Another positive aspect of a limited partnership is that it allows for the general partner to maintain control of the business. So, if you form a limited partnership and you are the general partner, you are these every day to run the business.
Like a partnership is a pass through entity meaning that only the partners are taxed and not the business.
Limited partnerships, like partnerships, are governed through partnership agreements which are contracts between the partners about how the business should be run and may have other aspects of the business in the partnership as the partners agree.
If a limited partner leaves, the partnership is not dissolve, but that requires multiple limited partnerships because a partnership requires more than one. At that point it would just be a sole proprietorship and since it doesn’t automatically change, that limited partnership would be dissolved.
The drawbacks of limited partnerships
What are some of the negatives of limited partnerships? Well, if you are the general partner in a limited partnership—just like in partnerships or sole proprietorships – you have no protections at all. Which means that if the partnership is sued, theoretically, the general partner is also being sued and any monies owed by the partnership can be levied upon by the plaintiff to the general partners personal assets.
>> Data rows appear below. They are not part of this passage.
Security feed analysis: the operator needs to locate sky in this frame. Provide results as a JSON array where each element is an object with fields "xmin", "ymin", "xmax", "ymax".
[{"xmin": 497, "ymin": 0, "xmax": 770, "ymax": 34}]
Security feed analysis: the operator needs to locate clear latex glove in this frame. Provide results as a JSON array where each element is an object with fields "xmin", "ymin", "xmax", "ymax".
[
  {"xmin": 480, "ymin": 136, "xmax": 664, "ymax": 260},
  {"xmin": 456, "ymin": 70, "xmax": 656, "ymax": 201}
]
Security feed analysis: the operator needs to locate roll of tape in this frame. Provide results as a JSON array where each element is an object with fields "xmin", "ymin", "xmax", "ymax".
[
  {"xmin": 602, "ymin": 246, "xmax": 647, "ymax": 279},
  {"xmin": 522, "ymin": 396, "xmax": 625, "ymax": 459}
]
There are certain situations where the limited partner can be liable, but that’s kind of a deeper conversation and I suggest that you speak with an attorney should you decide to form a limited partnerships about the limitations to the general partner.
The partnership ends when it is dissolved. When the limited partner leaves, the partnership does not end, but if you have multiple partners and one decides to leave, it doesn’t end the partnership. That means if you had disputes or disagreements, you still have to deal with those remaining partners since it does not dissolve when one partner leaves.